Trotz meiner 1.100ccm und 98PS ist es mir nicht gelungen, die leichte KLE500
meiner Frau abzuhängen. Nun ja, ich hatte das ganze Gepäck und meine Kawa wog mit mir auch runde 100kg mehr (nur eine Ausrede – sagt meine Frau).
Nach knappen 20 Minuten waren wir oben. Das erste Hotel oben am Paß heißt Hotel Alpenrösli. Der freundliche Kellner fährt selbst
Motorrad, und so waren schnell die besten Zimmer für uns reserviert. Wir ließen dann den Abend bei Hausmannskost ausklingen und fielen danach, sehr früh, müde in unsere Betten.

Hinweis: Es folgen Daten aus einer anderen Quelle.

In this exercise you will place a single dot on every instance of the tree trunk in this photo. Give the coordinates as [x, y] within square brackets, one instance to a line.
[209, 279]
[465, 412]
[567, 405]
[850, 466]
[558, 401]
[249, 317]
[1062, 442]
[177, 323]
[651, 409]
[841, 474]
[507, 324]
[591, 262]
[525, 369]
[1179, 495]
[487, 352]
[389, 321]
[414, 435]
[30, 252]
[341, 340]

Der Nufenen und die Murmeltiere
Nach einem kräftigen Frühstück bestiegen wir am nächsten Morgen unsere Motorräder. Es ist schon ein seltsames Gefühl, so früh am
Morgen beinahe ganz alleine oben auf dem Grimsel zu stehen und die Schatten der aufgehenden Sonne zu verfolgen. Langsam ließen
wir unsere Motorräder an der Grimsel Südseite den Berg hinab rollen, um dann in Gletsch wieder rechts ins Goms abzubiegen. Wir hatten hiermit den Kreis über Furka, Susten und Grimsel geschlossen.
Im Goms angekommen, führt uns in Ulrichen die Nufenen Paßstraße nach links
wieder in die Berge. Wir wollen über diesen Paß wieder zurück ins Tessin und über die alte Sankt Gotthard Straße zurück zum Lago Maggiore.
Am Nufenen findet man selbst im Juli noch riesige Schneewächten und
Murmeltiere spielen ungeachtet des Verkehrs neben der Straße.
Über die Passhöhe pfeift immer ein sehr heftiger und böiger Wind und sorgt für
Druckausgleich zwischen dem Tessin und dem Wallis.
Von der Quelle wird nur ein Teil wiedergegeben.